You can add absolute paths to package.pathusing debug.getinfo -- this may be a little easier since you don't need to account for all the relative accesses, but you still need to do this in main.lua when changing your directory structure, and you need to do string manipulation on the value returned by debug.getinfo to strip the module name and add the subdirectory names.
> lunit = require "lunit"
> info = debug.getinfo(lunit.run, "S")
> =info.source
#/usr/local/share/lua/5.2/lunit.lua
> =info.short_src
/usr/local/share/lua/5.2/lunit.lua
The solution is to add the folder of main.lua (project root) to package.path in main.lua.
A naive way to support folders of 1 level deep:
-- main.lua
package.path = package.path .. ";../?.lua"

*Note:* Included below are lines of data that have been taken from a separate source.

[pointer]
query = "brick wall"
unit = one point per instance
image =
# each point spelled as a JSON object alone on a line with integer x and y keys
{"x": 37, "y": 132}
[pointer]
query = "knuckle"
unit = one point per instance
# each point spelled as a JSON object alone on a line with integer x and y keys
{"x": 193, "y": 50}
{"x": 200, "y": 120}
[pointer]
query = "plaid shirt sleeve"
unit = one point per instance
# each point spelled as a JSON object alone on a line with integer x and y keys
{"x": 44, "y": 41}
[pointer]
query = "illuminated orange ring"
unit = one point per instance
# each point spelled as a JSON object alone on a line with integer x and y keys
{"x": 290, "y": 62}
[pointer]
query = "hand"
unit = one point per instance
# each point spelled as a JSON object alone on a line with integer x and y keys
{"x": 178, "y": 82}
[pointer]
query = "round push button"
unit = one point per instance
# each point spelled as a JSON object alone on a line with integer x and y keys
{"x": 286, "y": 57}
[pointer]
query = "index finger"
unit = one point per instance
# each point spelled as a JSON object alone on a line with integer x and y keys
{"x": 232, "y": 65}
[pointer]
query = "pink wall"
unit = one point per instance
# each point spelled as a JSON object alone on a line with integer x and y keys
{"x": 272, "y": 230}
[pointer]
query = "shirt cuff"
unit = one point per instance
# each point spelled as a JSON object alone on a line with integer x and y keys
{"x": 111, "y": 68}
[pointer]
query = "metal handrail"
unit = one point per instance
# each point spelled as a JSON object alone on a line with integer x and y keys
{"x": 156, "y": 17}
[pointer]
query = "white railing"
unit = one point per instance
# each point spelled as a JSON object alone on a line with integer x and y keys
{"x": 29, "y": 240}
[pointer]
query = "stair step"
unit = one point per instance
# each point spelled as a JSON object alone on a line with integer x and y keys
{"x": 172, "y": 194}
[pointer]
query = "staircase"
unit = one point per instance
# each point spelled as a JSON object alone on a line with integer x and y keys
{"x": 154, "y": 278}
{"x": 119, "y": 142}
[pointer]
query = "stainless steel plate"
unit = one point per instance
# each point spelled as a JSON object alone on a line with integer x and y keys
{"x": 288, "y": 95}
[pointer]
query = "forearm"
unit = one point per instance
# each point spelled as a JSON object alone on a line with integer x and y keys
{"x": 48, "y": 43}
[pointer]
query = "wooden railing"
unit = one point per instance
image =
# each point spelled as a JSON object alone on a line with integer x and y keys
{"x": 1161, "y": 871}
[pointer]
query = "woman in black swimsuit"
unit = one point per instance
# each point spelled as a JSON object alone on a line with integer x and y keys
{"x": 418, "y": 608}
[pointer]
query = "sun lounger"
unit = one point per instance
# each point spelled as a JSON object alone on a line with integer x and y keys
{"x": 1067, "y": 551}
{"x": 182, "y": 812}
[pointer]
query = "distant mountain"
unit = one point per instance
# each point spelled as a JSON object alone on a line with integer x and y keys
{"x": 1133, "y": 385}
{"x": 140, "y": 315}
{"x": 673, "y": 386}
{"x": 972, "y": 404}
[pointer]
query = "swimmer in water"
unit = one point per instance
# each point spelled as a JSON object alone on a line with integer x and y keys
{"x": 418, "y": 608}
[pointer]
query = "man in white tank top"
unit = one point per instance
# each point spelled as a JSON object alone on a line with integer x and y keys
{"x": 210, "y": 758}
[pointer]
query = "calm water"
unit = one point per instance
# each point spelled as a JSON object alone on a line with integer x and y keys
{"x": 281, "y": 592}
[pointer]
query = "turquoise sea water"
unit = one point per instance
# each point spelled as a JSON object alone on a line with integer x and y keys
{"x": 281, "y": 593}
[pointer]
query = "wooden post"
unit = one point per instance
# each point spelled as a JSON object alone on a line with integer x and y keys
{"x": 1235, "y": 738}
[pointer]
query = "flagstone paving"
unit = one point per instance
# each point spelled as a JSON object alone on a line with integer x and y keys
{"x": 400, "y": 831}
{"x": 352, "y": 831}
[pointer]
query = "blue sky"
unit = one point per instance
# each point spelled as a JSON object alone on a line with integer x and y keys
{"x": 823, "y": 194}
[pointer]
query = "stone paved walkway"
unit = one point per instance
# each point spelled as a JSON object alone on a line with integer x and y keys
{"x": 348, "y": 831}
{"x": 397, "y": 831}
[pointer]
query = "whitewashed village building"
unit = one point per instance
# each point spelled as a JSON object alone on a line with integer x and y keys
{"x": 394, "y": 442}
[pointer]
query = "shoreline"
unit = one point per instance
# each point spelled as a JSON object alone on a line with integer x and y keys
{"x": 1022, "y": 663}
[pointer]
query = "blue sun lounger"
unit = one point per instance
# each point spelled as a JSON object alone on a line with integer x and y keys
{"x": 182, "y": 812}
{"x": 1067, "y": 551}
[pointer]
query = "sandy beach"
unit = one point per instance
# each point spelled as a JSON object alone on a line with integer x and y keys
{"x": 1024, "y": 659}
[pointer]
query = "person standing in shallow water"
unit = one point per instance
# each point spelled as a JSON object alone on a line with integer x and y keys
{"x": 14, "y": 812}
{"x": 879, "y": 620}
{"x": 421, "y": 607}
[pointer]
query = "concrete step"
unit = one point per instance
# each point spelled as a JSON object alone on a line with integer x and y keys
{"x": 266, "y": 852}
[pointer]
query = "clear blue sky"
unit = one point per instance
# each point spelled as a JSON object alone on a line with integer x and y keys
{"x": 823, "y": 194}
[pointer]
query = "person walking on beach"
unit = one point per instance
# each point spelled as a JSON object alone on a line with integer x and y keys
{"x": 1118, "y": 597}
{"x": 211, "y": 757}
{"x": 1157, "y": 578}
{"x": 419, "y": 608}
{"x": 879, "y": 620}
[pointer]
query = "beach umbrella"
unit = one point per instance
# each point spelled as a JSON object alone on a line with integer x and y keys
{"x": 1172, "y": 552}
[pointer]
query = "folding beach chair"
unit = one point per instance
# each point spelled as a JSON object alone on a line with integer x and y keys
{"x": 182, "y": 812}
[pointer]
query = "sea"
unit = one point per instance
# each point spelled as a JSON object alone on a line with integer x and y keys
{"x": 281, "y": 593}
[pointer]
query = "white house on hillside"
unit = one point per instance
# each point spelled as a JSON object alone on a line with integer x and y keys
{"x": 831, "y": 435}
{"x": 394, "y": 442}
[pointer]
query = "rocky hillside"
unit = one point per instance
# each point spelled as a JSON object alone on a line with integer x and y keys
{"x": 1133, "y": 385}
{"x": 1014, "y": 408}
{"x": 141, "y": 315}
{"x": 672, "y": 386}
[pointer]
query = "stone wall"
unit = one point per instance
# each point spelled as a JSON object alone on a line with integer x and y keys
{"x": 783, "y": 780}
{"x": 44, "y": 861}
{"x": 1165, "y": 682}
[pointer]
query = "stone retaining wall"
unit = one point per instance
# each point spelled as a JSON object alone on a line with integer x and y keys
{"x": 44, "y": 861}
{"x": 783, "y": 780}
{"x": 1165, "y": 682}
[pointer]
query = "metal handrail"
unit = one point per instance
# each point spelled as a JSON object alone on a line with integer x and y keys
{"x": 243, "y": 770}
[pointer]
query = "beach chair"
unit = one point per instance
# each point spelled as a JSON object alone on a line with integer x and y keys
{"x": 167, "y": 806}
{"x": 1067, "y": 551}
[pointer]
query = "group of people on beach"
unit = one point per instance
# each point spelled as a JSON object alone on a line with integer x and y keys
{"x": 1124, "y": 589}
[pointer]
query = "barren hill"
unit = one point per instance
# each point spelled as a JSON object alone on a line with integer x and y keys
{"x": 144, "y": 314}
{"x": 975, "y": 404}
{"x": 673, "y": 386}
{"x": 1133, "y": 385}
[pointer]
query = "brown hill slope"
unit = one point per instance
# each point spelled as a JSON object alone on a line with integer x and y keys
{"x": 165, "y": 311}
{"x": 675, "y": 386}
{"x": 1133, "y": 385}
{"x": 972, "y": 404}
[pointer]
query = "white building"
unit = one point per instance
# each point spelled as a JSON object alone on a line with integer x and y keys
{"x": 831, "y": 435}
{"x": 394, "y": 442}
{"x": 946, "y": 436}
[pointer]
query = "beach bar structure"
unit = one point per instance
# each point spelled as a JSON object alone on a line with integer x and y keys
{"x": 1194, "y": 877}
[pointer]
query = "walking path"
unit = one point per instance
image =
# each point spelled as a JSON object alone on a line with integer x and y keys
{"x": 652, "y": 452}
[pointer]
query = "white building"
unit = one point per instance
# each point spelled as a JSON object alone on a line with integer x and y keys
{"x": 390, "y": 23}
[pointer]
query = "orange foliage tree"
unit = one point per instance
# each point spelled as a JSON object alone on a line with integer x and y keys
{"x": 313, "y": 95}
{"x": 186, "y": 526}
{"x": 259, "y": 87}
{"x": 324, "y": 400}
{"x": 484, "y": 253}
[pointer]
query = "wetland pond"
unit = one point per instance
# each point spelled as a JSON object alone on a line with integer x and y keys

Note for requires in (project root) will look up files outside of project root, which is not desirable.
A better way of to use some library (e.g.: paths, penlight) to resolve the absolute path and add it instead:
-- main.lua
local projectRoot = lib.abspath(".")
package.path = package.path .. ";" .. projectRoot .. "/?.lua"
Then in you source use the folder name to scope the files:
-- model/a.lua
require "model.b"
-- you can even do this
require "view.b"
and
-- view/a.lua
require "view.b"